For my generation of "colored," by comparison, the degree of difficulty started closer to forty percent and has been steadily declining. For kids today, it's like ten percent. Today black young people have the freedom to screw up, intentionally, or act a fool -- just like white kids. Only a generation ago a black person could screw up if he or she liked, but it was still risky behavior. Fools did not survive. A white man might want to make an example of you, teach the brother his place. Now things are cooler, you might say. In a very basic sense, times have changed. Today even the gang-bangers have agents.

If you asked me what was my mother's secret, what got her to the new millennium ahead of others like her younger sister (suicide), or her older brother (suicide), or her ex-husband (the Big C), or many of her friends and contemporaries (booze, drugs, car crashes, gunshots, fried food, white people, fatigue), my answer would be ... books. Surprisingly, despite the demands placed on her by life, Mother always took time to read: Russian novelists and U.S. history, mostly. She reads still. Just lately she reports she's been entranced by a biography of the late great U.S. Grant. Gen. Grant is number two on Mother's very short list of outstanding white men. First is Abraham Lincoln, naturally. Franklin Roosevelt is third.

There is no number four, although if she were forced to choose she would probably name Lyndon Johnson, a fellow Texan. She can still remember when President Johnson went on television and told the country, "We shall overcome." On the other side of the coin, somewhere in her mental attic she still remembers driving through Mississippi, in 1964, and seeing a car decorated with a bumper sticker that read, "Any water but Goldwater." She feels that way now. Any bush, she tells me when we talk, but George W. Bush.
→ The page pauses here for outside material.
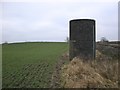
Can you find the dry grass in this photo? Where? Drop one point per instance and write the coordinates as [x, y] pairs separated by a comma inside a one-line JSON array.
[[100, 73]]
You would think that Mother would be ecstatic to have lived to see the changes in the world today. But in this greatest age of African-American accomplishment her approval is lukewarm at best. Colin and Condoleezza? She doesn't trust 'em. She thinks Oprah is on a massive ego-trip, although the Big O's money (reportedly $1 billion, and still counting) does impress her. Tiger, she likes. She has yet to express an opinion on Serena or Venus, but something tells me it won't be entirely good. Serena may possess a mean serve, but off the court her dress is sometimes inappropriate. (Actually, in my family we don't say "inappropriate" that much either. We say "common," instead.)

Don't ask Mother about Denzel or Halle. She doesn't watch many movies and never has. When she does, she sometimes refers to them as "pictures," as in "moving pictures," which is what films were before they became movies. My mother was around -- although not yet my mother -- and already taking care of herself and a younger sister when Gone With the Wind premiered. She wasn't invited to the showing, although a pretty good argument can be made that she knew more about the script than Clark Gable or Vivien Leigh. For that matter, she was around when Birth of a Nation came out too. Unfortunately, she knew that script as well.

Music? She briefly dated Duke Ellington's son, if that counts for anything. But Puff Daddy (let alone P. Diddy) or Lil' Kim? She wouldn't even know what you're talking about. She turned off the radio when Nat King Cole died. Except, of course, if Donna Summer is singing. She and Donna have a lot in common. They both worked hard for their money.